0

The following code runs a loops but the problem is the speed; it takes several hours to finish and I am looking for an alternative so that I don´t have to wait so long.

Basically what the code does the follolling calculations:

1.-It calculates the mean of the values of the 60 days.
2.-It gets the standard deviation of the values of the 60 days.
3.-It gets the Max of the values of the 60 days.
4.-It gets the Min of the values of the 60 days.
5.-Then with the previous calculations the code "smooths" the peaks up and down.
6.-Then the code simply get the means from 60, 30, 15 and 7 Days.

So the purpose of these code is to remove the peaks of the data using the method already mentioned.

Here is the code:

options(stringsAsFactors=F)

DAT <- data.frame(ITEM = "x", CLIENT = as.numeric(1:100000), matrix(sample(1:1000, 60, replace=T), ncol=60, nrow=100000, dimnames=list(NULL,paste0('DAY_',1:60))))

DATT <- DAT

nRow <- nrow(DAT)
TMP  <- NULL
for(iROW in 1:nRow){#iROW <- 1
 print(c(iROW,nRow))

  Demand <- NULL
  for(iCOL in 3:ncol(DAT)){#iCOL <- 1
      Demand  <- c(Demand,DAT[iROW,iCOL])

  }

  ww <- which(!is.na(Demand))

  if(length(ww) > 0){
    Average <- round(mean(Demand[ww]),digits=4)
    DesvEst  <- round(sd(Demand,na.rm=T),digits=4)
    Max      <- round(Average + (1 * DesvEst),digits=4)
    Min      <- round(max(Average - (1 * DesvEst), 0),digits=4)
    Demand  <- round(ifelse(is.na(Demand), Demand, ifelse(Demand > Max, Max, ifelse(Demand < Min, Min, Demand))))
    Prom60   <- round(mean(Demand[ww]),digits=4)
    Prom30   <- round(mean(Demand[intersect(ww,(length(Demand) - 29):length(Demand))]),digits=4)
    Prom15   <- round(mean(Demand[intersect(ww,(length(Demand) - 14):length(Demand))]),digits=4)
    Prom07   <- round(mean(Demand[intersect(ww,(length(Demand) - 6):length(Demand))]),digits=4)

  }else{
    Average <- DesvEst <- Max <- Min <- Prom60 <- Prom30 <- Prom15 <- Prom07 <- NA

  }

  DAT[iROW,3:ncol(DAT)] <- Demand
  TMP <- rbind(TMP, cbind(DAT[iROW,], Average, DesvEst, Max, Min, Prom60, Prom30, Prom15, Prom07))
}
DAT <- TMP
Max Molina
  • 73
  • 6
  • 1
    Take a look at the `tidyverse` packages. `dplyr` is an efficient and simple package for `data.frame` operations.

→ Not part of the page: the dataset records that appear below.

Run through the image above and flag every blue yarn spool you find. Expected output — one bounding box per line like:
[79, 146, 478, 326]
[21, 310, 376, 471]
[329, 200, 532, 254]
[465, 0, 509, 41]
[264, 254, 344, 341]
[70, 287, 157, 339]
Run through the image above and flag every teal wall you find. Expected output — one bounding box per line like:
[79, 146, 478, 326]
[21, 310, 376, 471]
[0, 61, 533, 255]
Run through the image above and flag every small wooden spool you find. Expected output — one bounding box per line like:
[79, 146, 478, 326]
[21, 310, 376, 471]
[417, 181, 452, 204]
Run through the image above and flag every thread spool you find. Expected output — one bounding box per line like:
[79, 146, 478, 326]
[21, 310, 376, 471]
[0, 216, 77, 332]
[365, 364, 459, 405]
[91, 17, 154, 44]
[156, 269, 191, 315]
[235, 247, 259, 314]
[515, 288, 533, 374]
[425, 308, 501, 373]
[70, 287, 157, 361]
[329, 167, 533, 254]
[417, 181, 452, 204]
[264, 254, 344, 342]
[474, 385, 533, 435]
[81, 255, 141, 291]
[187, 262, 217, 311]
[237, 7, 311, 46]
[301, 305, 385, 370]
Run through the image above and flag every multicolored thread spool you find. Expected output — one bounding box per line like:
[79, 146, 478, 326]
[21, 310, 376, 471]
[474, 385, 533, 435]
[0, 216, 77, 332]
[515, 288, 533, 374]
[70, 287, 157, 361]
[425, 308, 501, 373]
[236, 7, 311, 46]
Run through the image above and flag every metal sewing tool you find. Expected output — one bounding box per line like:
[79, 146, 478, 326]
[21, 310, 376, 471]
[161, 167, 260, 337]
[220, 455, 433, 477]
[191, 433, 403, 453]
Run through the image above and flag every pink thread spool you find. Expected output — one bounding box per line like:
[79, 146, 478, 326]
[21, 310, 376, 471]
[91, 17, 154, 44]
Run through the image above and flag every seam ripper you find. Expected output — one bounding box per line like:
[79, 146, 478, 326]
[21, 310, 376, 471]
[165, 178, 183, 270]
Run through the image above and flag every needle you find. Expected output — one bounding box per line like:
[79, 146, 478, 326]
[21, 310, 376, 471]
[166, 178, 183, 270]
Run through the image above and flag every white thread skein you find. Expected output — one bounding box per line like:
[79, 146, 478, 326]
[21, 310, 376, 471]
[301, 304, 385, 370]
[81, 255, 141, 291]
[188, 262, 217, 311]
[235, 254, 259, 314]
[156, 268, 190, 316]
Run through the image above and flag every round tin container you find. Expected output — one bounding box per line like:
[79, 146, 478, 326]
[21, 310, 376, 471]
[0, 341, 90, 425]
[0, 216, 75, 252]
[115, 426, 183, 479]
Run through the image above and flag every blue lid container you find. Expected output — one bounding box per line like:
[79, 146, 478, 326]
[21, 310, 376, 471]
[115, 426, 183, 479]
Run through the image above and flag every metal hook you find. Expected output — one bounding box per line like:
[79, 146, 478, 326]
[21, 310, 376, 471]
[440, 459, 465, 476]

Also the `data.table` package (which you tagged probably by mistake) implements `data.table` class, with more efficient methods than base r's. – VFreguglia Jun 22 '18 at 14:40
  • could you provide the dput of your data set? First few rows will be good to have. – YOLO Jun 22 '18 at 14:41
  • 1
    I think you could get rid of the inner for loop with something like this `Demand <- as.numeric(DAT[iROW,3:ncol(DAT)])` – Random Cotija Jun 22 '18 at 15:14

1 Answers1

4

If one runs your code (with smaller number of rows) through a profiler, one sees that the main issue is the rbind in the end, followed by the c mentioned by @Riverarodrigoa:

We can focus on these two by creating numeric matrices of suitable size and working with those. Only in the end the final data.frame is created:

options(stringsAsFactors=F)
N <- 1000
set.seed(42)
DAT <- data.frame(ITEM = "x", 
                  CLIENT = as.numeric(1:N), 
                  matrix(sample(1:1000, 60, replace=T), ncol=60, nrow=N, dimnames=list(NULL,paste0('DAY_',1:60))))

nRow <- nrow(DAT)
TMP  <- matrix(0, ncol = 8, nrow = N,  
               dimnames = list(NULL, c("Average", "DesvEst", "Max", "Min", "Prom60", "Prom30", "Prom15", "Prom07")))
DemandMat <- as.matrix(DAT[,3:ncol(DAT)])

for(iROW in 1:nRow){
  Demand <- DemandMat[iROW, ]

  ww <- which(!is.na(Demand))

  if(length(ww) > 0){
    Average <- round(mean(Demand[ww]),digits=4)
    DesvEst  <- round(sd(Demand,na.rm=T),digits=4)
    Max      <- round(Average + (1 * DesvEst),digits=4)
    Min      <- round(max(Average - (1 * DesvEst), 0),digits=4)
    Demand  <- round(ifelse(is.na(Demand), Demand, ifelse(Demand > Max, Max, ifelse(Demand < Min, Min, Demand))))
    Prom60   <- round(mean(Demand[ww]),digits=4)
    Prom30   <- round(mean(Demand[intersect(ww,(length(Demand) - 29):length(Demand))]),digits=4)
    Prom15   <- round(mean(Demand[intersect(ww,(length(Demand) - 14):length(Demand))]),digits=4)
    Prom07   <- round(mean(Demand[intersect(ww,(length(Demand) - 6):length(Demand))]),digits=4)

  }else{
    Average <- DesvEst <- Max <- Min <- Prom60 <- Prom30 <- Prom15 <- Prom07 <- NA

  }
  DemandMat[iROW, ] <- Demand 
  TMP[iROW, ] <- c(Average, DesvEst, Max, Min, Prom60, Prom30, Prom15, Prom07)
}
DAT <- cbind(DAT[,1:2], DemandMat, TMP)

For 1000 rows this takes about 0.2 s instead of over 4 s. For 10.000 rows I get 2 s instead of 120 s.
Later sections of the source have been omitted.